Am Abend tritt ein rosafarbenes Monster auf den Plan. Es trägt eine megalomanische Mähne aus blonden Minipli-Löckchen und erklärt den Hamburger Heavy-Metal-Kids, daß sie „sick motherfucker“ seien, beruhigend einflechtend, daß das nichts damit zu tun habe, die eigene Mutter zu ficken (bei dieser Erklärung hält sich das Monster mit dem Alice-Cooper-Gesicht die Nase zu), und daß sie, die fünf Kranken auf der Bühne, „Twisted fucking Sister“ seien. Daß sie Boy George seinen Kopf in den Arsch stecken sollen. Daß sie Nena die Zähne austreten sollen. Daß die da unten, die Sick motherfucker, die wahren Pop-Stars Deutschland seien. Und man war fast geneigt, Twisted Sister zu glauben.

Nach wie vor gilt, daß kein Konzertpublikum auch nur annähernd so begeisterungsfähig ist wie das Heavy-Metal-Publikum. Und Twisted Sister spielen guten, schnellen Monster-Heavy. Die beiden Gitarristen, die sich mit Klebestreifen die Muskeln zusammenhielten, hatten passend zu ihren schwarz-gelben bzw. schwarz-roten Outfits gleichfarbige Gitarren mit kreisrunden OpArt-Mustern.

Nachdem alles abgebaut war, die Sick motherfucker aber ausharrten, kamen sie zurück und spielten endlich: „We’re not gonna take it“ ihren neuen Hit.
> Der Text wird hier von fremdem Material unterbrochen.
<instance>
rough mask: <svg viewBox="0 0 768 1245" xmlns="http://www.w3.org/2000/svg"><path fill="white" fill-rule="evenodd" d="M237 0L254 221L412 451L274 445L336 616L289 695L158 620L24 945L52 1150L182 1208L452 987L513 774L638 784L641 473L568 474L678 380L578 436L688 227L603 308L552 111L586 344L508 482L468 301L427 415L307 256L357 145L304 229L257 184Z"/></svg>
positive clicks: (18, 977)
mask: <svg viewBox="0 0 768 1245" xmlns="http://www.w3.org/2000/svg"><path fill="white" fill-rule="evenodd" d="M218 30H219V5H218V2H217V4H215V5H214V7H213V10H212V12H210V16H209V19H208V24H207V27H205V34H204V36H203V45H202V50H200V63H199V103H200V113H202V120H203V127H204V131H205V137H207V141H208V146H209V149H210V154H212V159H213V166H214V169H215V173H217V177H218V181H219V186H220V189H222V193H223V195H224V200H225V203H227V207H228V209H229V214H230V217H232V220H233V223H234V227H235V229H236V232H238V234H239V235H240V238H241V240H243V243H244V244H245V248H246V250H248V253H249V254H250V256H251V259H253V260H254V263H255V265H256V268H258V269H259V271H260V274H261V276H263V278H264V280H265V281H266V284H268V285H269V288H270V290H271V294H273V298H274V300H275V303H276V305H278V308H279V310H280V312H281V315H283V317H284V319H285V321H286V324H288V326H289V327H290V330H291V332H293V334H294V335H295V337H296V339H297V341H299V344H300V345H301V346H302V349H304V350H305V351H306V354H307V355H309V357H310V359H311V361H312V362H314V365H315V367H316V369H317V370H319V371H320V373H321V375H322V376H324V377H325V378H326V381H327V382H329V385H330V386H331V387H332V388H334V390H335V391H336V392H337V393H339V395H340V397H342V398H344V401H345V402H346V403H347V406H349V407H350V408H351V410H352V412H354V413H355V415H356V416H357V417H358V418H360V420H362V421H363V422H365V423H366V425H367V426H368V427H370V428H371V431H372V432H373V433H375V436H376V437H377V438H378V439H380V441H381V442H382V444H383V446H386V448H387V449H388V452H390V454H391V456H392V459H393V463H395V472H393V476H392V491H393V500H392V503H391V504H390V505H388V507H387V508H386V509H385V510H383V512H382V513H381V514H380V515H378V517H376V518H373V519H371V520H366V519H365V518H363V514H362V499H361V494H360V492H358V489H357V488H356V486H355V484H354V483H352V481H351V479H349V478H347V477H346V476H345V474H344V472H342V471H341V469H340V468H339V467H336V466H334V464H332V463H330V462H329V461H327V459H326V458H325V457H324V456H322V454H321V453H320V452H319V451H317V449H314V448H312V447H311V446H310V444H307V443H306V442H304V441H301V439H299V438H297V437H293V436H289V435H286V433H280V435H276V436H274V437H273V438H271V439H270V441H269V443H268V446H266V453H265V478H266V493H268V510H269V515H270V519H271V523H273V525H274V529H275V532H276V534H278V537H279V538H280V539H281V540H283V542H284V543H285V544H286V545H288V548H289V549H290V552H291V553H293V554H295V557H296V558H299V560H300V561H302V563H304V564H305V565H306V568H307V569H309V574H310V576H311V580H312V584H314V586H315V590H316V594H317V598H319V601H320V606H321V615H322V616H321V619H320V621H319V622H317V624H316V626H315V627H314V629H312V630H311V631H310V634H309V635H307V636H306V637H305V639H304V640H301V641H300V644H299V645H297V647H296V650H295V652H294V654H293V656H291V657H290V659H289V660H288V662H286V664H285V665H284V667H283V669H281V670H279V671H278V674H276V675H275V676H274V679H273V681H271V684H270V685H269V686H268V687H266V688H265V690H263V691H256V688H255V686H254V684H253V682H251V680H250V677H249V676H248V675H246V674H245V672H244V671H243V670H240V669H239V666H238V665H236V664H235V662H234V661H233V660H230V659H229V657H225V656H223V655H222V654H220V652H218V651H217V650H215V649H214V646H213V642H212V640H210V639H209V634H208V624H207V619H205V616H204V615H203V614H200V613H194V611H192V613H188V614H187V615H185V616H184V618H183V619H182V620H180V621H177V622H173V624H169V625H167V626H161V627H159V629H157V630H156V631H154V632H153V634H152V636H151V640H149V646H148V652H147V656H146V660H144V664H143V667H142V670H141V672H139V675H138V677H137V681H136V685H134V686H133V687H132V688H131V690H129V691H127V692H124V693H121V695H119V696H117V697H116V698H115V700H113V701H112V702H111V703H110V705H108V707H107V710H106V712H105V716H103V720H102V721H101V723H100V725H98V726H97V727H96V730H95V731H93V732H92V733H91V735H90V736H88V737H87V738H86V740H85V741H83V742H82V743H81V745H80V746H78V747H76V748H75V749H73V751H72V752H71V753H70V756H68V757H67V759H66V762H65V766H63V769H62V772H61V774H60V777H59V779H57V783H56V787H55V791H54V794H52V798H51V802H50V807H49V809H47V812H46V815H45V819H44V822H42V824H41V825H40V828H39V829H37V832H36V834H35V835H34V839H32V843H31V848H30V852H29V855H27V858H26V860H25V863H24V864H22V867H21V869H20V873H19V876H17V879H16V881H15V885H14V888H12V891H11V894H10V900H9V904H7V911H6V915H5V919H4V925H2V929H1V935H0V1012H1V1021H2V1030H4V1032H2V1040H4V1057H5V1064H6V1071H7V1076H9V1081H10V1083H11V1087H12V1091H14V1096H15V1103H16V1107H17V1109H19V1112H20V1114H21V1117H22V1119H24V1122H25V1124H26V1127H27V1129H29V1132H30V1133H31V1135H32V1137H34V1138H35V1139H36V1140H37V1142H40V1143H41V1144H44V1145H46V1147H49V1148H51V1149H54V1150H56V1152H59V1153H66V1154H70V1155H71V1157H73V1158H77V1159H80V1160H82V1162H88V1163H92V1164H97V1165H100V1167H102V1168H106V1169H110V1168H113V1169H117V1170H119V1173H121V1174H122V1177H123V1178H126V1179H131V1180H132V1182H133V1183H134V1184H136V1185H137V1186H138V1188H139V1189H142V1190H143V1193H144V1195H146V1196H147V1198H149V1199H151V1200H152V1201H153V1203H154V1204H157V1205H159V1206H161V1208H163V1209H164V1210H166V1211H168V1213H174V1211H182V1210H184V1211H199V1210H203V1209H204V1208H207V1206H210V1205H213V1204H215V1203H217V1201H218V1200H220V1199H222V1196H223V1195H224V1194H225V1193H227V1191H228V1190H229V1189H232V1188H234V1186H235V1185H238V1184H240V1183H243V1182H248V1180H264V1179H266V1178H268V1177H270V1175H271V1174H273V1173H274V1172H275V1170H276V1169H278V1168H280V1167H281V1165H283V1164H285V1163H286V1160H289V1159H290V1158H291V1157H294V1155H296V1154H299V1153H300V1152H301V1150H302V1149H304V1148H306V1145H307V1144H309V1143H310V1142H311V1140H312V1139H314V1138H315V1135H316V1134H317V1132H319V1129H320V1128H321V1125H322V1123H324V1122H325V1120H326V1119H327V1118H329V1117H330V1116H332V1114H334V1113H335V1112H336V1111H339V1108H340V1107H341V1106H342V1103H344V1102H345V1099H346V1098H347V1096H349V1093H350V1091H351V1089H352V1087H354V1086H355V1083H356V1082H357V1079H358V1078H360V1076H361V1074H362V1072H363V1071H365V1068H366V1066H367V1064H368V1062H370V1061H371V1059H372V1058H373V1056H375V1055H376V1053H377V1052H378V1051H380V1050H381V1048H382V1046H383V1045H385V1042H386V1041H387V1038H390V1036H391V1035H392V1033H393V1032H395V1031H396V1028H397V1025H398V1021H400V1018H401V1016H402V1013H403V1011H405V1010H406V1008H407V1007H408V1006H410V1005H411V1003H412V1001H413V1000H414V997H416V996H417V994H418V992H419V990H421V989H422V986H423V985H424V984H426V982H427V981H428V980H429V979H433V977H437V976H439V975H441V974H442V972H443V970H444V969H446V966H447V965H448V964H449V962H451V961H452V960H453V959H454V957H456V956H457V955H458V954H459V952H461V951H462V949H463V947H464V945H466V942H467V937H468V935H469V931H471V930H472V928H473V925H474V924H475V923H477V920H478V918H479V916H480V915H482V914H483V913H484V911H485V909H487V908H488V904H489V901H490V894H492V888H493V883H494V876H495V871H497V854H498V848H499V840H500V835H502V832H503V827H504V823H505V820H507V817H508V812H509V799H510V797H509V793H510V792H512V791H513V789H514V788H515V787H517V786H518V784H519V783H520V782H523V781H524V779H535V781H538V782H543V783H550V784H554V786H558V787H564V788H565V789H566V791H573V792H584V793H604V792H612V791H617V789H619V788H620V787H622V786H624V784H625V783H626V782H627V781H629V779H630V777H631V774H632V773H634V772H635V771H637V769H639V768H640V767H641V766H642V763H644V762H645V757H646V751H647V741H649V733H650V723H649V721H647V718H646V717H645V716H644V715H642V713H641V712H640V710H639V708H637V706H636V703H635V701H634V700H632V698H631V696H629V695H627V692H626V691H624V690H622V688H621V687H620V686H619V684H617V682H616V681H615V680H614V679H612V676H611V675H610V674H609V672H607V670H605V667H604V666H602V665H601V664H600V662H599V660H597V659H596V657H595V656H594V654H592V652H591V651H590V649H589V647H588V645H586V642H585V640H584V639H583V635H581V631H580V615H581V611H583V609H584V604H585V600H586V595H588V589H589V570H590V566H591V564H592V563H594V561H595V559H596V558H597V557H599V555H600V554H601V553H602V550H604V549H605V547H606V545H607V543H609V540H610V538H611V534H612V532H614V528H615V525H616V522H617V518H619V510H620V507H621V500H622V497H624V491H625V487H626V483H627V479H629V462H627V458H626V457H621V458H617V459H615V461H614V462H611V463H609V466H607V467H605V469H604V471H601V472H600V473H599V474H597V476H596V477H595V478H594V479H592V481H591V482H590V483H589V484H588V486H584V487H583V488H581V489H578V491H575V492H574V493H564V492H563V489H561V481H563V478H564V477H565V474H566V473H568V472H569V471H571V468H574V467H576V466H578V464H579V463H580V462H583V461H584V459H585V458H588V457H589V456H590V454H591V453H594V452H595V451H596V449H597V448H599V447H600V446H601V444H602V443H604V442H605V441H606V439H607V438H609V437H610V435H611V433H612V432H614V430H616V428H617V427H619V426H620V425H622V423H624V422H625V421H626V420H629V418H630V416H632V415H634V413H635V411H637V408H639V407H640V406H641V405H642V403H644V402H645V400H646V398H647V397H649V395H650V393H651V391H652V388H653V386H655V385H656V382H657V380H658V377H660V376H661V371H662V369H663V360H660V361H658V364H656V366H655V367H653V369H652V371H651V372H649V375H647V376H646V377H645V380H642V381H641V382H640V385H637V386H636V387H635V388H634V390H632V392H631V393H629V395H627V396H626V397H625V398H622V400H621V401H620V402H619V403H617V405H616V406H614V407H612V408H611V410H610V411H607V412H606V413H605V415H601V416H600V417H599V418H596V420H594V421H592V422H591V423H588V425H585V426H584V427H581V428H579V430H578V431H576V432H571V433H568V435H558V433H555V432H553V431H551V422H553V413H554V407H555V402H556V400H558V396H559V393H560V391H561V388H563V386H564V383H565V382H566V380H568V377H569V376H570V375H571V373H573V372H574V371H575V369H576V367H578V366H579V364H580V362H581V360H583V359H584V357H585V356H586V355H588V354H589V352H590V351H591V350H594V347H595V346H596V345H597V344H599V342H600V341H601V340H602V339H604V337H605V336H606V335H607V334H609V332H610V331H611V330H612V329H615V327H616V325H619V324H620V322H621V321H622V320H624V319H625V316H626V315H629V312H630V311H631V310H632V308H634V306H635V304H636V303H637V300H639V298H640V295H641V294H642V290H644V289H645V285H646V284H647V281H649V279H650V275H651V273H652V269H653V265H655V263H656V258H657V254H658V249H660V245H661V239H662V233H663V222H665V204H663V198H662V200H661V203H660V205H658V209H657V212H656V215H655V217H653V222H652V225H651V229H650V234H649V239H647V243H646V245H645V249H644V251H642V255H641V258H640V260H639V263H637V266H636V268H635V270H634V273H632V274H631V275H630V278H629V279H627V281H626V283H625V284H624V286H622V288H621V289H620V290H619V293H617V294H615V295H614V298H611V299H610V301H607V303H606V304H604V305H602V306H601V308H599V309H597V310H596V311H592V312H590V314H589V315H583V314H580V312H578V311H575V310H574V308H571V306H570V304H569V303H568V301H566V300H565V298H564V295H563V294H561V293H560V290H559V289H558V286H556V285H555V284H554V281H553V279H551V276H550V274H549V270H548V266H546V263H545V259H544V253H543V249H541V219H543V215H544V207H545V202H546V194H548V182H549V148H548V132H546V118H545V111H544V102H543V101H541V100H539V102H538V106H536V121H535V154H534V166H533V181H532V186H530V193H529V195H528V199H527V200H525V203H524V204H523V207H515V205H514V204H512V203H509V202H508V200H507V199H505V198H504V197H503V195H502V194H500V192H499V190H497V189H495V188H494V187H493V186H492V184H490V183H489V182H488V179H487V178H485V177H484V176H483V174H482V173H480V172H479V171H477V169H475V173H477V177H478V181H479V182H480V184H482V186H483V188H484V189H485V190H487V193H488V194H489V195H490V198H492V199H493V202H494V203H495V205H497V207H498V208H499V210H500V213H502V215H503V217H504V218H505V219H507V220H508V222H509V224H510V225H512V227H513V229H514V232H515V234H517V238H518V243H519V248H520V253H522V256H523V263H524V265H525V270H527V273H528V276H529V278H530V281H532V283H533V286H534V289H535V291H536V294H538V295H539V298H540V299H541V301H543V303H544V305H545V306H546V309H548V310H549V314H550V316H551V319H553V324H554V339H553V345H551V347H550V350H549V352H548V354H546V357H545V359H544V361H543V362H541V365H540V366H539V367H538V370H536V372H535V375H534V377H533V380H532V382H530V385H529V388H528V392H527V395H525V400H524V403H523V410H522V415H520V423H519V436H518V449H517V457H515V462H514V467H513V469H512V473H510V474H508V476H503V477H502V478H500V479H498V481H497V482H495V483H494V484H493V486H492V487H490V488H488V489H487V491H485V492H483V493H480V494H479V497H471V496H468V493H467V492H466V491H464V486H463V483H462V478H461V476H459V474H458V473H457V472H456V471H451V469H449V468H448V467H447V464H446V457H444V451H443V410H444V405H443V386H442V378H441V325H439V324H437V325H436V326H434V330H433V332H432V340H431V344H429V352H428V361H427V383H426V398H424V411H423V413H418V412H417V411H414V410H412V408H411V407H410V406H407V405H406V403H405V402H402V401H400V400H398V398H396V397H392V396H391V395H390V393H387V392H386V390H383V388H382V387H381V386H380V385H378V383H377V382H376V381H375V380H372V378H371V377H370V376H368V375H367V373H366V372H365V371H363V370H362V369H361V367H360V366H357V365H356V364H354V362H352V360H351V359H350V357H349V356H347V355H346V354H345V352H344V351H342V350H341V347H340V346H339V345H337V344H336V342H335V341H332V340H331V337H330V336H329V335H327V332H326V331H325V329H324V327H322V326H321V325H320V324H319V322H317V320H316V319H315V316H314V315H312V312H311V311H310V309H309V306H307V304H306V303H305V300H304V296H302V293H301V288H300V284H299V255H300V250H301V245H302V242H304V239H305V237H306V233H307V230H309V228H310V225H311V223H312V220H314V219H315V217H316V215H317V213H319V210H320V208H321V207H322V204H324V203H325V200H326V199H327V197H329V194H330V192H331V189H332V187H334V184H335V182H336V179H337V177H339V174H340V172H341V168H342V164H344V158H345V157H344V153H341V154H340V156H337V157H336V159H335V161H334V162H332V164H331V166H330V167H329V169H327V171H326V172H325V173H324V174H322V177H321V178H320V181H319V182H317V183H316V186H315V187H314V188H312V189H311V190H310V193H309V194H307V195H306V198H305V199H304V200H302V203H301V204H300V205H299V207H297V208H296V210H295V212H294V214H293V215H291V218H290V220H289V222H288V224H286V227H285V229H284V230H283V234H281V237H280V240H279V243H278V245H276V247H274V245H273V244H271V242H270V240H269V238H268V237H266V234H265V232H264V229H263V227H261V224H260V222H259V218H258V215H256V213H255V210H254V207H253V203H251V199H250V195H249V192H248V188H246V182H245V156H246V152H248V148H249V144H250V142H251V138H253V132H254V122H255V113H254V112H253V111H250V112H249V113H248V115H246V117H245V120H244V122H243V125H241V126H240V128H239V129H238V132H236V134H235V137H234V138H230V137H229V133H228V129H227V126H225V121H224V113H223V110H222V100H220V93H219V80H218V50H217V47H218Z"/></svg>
Die Smf hatten sie vorher hypnotisiert: „Geht Donnerstag in die Läden und kauft unsere neue Platte!“ – „Yeah!“ – „Wie heißt sie?“ – „Stay Hungry!“ – „Lauter!“ – „Stay Hungry!“ – „Ich kann euch nicht hören!“ – „STAY HUNGRY!“ – „Oh, ihr könnt euch noch erinnern?“ Und Sie?